50-120 pts for last minute inventory?  Hm.  At the cost of MFs ($200-$575), plus the reservation fee, what is a DVCer really paying for these?  Is it actually worthwhile, or just another option for using up points that might have expired?

Seems that it may still be better to rent out the points since 50-120 pts could yield $500-$1440 - if renting them is an option.  Unless there's a great last minute location spotted, I guess.

Can a DVCer who has tried to use II, then cancelled, use those points for reservations in this program?


----------



## Dean (Apr 20, 2008)

Lisa P said:


> 50-120 pts for last minute inventory?  Hm.  At the cost of MFs ($200-$575), plus the reservation fee, what is a DVCer really paying for these?  Is it actually worthwhile, or just another option for using up points that might have expired?
> 
> Seems that it may still be better to rent out the points since 50-120 pts could yield $500-$1440 - if renting them is an option.  Unless there's a great last minute location spotted, I guess.
> 
> Can a DVCer who has tried to use II, then cancelled, use those points for reservations in this program?

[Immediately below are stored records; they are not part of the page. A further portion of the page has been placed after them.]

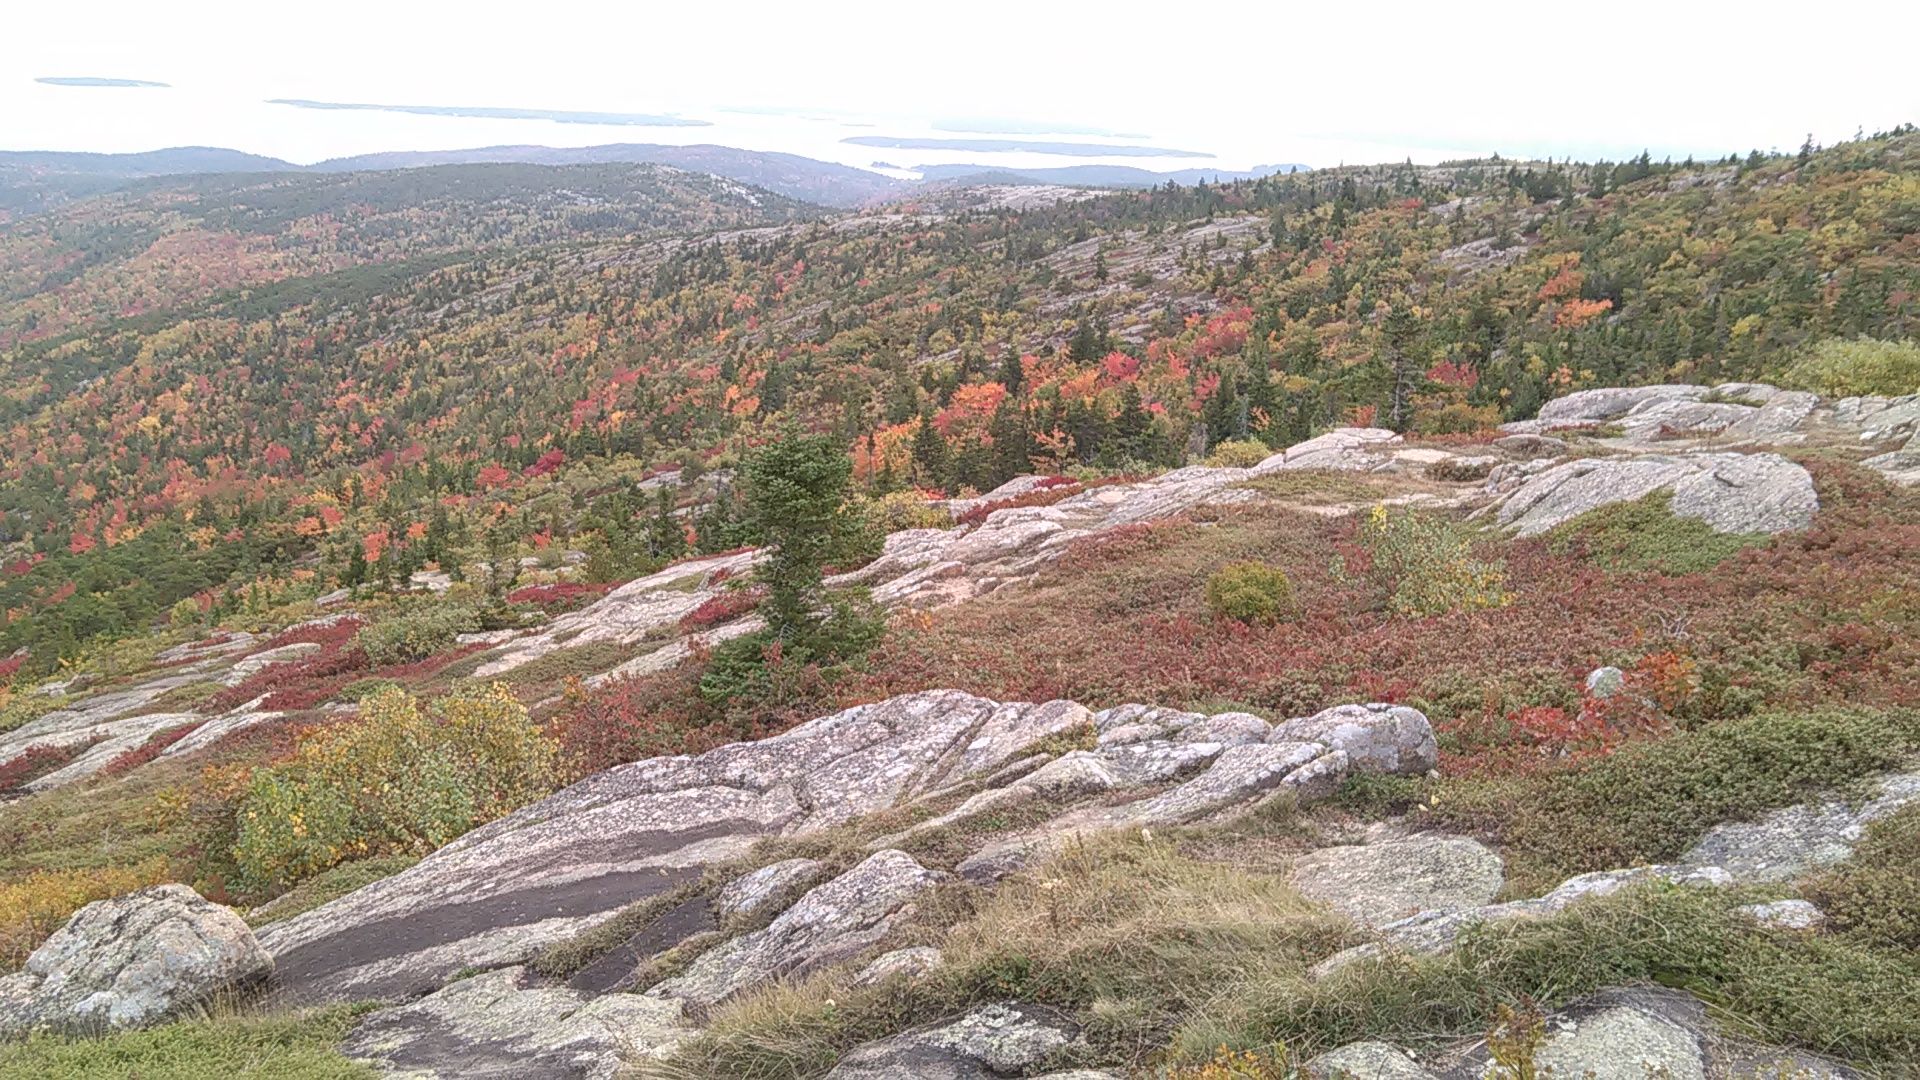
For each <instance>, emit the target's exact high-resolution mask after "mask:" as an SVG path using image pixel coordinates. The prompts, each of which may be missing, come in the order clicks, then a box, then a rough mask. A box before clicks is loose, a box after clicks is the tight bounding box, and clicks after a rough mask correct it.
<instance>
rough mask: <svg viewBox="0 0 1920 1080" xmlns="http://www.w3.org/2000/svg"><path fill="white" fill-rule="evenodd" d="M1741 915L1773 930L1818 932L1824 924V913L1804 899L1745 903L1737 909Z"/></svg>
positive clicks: (1824, 923) (1781, 899) (1823, 911)
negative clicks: (1819, 929)
mask: <svg viewBox="0 0 1920 1080" xmlns="http://www.w3.org/2000/svg"><path fill="white" fill-rule="evenodd" d="M1736 911H1740V913H1741V915H1745V917H1747V919H1751V920H1753V922H1757V924H1761V926H1770V928H1774V930H1818V928H1820V926H1824V924H1826V913H1824V911H1820V909H1818V907H1814V905H1812V903H1807V901H1805V899H1776V901H1772V903H1745V905H1741V907H1738V909H1736Z"/></svg>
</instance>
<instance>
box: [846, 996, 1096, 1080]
mask: <svg viewBox="0 0 1920 1080" xmlns="http://www.w3.org/2000/svg"><path fill="white" fill-rule="evenodd" d="M1077 1038H1079V1028H1077V1026H1075V1024H1073V1022H1069V1020H1066V1019H1064V1017H1058V1015H1054V1013H1050V1011H1046V1009H1041V1007H1037V1005H981V1007H977V1009H973V1011H970V1013H966V1015H964V1017H960V1019H956V1020H948V1022H941V1024H929V1026H924V1028H914V1030H908V1032H900V1034H897V1036H887V1038H883V1040H877V1042H870V1043H864V1045H858V1047H854V1049H852V1051H849V1053H847V1055H845V1057H843V1059H841V1061H839V1065H835V1067H833V1070H831V1072H828V1080H983V1078H989V1076H1025V1074H1029V1072H1031V1070H1033V1068H1035V1067H1039V1065H1043V1063H1044V1061H1046V1059H1048V1057H1052V1055H1054V1053H1060V1051H1062V1049H1066V1047H1068V1045H1073V1042H1075V1040H1077ZM1058 1076H1073V1074H1058Z"/></svg>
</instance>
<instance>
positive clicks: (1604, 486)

No kidding about the value or lack of.  My points amounts were representative and not specific, you can look at the above points charts to see the min and maximum which could go up to almost 250 points for a 2 BR unit with two weekend days. No, you couldn't use a cancelled exchange, it must be for points that are existing.  Any points tied to a previous exchange are long gone.  However you could likely use the replacement week to get the same EXACT exchange for a full 7 days instead.  You also couldn't use reservation points.  To me this is a very special situation where it would only apply to points that were in holding account status or about to expire OR where one were going to be paying cash for an item anyway that this would replace and still be a better deal like HI resorts for a cash trip already set.


----------